Processing a CSV to find unique departments:

cut -d',' -f3 employees.csv | grep -v "Department" | sort -u

Finding specific data and extracting one column:

grep "ERROR" application.log | cut -d' ' -f4

The official cut command reference covers additional options for edge cases.

Quick Reference – Essential cut Commands:

  • cut -f1 file – First field (tab-delimited)
  • cut -d',' -f1,3 file – Fields 1 and 3 (comma-delimited)
  • cut -d':' -f1-3 file – Fields 1 through 3 (colon-delimited)
  • cut -c1-10 file – Characters 1 through 10
  • command | cut -d' ' -f2 – Second field from command output

Wrapping Up

The cut command in Linux is one of those tools that seems simple until you realize how often you need it. Once you build the muscle memory for -d and -f, extracting columns and fields becomes second nature.
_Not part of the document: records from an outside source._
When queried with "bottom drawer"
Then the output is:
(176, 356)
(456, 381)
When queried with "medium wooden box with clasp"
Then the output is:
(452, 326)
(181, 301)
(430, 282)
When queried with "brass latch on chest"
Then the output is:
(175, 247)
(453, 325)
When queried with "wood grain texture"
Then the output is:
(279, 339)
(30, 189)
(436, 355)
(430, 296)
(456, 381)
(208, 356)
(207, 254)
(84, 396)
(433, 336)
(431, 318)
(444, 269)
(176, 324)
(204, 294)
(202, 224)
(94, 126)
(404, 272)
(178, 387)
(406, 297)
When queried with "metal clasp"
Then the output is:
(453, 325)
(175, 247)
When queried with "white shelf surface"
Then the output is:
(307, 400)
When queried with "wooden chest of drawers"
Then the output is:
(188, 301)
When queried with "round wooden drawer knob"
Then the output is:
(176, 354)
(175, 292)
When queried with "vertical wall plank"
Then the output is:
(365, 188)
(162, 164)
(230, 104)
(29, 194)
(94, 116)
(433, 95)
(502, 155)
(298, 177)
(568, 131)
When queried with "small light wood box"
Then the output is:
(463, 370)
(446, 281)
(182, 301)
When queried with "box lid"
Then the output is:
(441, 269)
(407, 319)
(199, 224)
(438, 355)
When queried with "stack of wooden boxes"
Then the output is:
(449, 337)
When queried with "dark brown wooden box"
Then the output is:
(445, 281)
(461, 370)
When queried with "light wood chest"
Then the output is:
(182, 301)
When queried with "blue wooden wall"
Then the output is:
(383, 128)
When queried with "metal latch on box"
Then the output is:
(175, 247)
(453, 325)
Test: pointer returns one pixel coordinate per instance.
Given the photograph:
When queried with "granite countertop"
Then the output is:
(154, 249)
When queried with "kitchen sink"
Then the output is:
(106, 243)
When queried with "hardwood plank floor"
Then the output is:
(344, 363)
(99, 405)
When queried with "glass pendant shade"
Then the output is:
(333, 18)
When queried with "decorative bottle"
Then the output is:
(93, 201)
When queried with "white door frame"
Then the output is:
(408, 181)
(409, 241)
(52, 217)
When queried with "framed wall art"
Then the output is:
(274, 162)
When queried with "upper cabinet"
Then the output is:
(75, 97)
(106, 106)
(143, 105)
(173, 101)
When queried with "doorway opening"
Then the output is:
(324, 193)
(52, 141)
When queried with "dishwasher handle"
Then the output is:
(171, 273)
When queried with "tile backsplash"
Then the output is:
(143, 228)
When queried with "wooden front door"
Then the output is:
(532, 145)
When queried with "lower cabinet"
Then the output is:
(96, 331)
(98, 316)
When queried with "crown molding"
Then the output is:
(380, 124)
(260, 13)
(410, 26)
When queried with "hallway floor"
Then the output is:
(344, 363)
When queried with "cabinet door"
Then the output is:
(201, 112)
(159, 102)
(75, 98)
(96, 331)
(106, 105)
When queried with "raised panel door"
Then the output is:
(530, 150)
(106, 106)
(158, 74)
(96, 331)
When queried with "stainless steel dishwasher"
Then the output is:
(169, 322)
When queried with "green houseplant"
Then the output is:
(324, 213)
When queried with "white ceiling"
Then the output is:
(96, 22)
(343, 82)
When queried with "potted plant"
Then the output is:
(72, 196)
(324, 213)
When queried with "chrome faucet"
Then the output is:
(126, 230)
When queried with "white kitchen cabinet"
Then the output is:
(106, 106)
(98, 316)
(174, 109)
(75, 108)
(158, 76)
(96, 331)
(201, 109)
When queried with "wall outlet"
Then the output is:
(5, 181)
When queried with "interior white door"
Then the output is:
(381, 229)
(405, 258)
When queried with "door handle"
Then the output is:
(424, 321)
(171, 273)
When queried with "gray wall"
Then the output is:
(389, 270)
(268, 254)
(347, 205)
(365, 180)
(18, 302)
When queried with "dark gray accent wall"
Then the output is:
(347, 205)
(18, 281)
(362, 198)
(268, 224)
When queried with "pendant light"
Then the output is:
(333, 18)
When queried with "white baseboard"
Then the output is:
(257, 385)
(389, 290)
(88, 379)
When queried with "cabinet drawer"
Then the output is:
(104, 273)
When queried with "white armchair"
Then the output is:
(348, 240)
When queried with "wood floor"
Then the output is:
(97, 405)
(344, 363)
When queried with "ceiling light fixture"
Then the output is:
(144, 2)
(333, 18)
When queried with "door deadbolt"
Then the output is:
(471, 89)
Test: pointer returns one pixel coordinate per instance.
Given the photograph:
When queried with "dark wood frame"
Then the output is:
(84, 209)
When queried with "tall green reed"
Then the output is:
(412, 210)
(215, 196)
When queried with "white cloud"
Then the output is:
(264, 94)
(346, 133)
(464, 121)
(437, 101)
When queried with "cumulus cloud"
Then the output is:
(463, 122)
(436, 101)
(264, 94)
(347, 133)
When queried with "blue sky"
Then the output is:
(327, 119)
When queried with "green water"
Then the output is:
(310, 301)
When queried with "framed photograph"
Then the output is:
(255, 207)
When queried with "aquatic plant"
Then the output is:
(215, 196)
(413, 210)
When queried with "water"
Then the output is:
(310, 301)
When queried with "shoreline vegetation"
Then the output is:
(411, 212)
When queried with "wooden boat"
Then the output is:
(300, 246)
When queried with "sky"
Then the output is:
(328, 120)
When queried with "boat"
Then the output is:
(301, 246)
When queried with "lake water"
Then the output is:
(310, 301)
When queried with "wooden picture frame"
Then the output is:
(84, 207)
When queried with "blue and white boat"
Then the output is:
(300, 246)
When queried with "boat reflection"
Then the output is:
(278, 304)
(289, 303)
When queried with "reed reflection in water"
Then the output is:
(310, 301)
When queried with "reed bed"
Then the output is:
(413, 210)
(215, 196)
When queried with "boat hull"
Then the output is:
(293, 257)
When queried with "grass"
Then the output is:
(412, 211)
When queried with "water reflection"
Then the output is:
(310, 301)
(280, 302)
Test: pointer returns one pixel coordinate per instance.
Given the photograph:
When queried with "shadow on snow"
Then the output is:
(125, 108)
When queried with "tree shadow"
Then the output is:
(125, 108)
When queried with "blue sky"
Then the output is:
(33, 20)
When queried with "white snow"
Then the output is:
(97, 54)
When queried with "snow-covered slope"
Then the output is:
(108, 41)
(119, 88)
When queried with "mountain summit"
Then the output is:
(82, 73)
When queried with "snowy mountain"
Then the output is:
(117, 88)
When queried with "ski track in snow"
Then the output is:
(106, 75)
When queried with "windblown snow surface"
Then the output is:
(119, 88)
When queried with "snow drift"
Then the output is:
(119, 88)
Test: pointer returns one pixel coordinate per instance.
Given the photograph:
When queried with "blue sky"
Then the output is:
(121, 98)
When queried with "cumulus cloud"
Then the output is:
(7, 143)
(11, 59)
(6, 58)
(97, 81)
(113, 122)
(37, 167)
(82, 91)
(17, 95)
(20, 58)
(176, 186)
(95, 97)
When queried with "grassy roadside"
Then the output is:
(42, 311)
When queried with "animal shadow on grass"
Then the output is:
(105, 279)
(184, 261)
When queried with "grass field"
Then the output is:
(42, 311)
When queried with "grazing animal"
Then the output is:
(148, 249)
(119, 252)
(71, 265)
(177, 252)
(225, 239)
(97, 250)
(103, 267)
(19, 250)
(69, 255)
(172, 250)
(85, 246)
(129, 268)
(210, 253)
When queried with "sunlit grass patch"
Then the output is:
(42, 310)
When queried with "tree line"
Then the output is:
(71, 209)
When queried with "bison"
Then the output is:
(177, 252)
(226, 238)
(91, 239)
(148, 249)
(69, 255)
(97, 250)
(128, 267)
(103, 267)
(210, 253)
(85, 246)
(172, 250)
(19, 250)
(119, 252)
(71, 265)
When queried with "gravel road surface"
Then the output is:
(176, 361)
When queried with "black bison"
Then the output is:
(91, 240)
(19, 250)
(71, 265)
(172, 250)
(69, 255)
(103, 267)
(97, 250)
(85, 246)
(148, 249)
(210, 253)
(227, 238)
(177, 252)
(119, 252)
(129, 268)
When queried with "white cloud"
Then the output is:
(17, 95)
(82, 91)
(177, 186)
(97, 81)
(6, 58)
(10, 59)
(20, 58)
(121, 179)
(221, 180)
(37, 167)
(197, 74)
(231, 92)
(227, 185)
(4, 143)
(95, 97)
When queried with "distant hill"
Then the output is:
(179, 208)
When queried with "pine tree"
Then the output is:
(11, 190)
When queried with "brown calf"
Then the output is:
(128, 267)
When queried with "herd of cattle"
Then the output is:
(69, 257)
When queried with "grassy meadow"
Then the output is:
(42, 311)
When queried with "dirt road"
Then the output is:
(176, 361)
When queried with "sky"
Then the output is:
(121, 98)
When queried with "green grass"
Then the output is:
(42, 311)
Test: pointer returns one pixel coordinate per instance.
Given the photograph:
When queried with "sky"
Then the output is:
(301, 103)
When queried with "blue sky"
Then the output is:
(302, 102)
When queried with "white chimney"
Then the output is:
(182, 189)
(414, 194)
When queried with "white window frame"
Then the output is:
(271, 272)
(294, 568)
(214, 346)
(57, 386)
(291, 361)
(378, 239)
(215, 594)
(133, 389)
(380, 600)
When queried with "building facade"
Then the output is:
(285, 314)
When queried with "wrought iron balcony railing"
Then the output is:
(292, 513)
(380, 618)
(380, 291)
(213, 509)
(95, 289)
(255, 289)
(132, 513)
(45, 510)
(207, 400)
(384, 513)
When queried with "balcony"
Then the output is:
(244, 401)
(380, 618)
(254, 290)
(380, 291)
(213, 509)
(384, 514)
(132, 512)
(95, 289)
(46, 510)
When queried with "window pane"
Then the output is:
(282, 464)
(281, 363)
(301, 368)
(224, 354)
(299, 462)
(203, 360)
Remember the key limitations: single-character delimiters only, and be mindful of irregular spacing. When those constraints bite, reach for awk. But for clean, delimited data? cut is faster and simpler.

If you’re building out your text processing toolkit, explore related commands like find command for locating files before processing them. Combining these tools gives you serious power over your data.

Now go extract some columns. Your log files are waiting.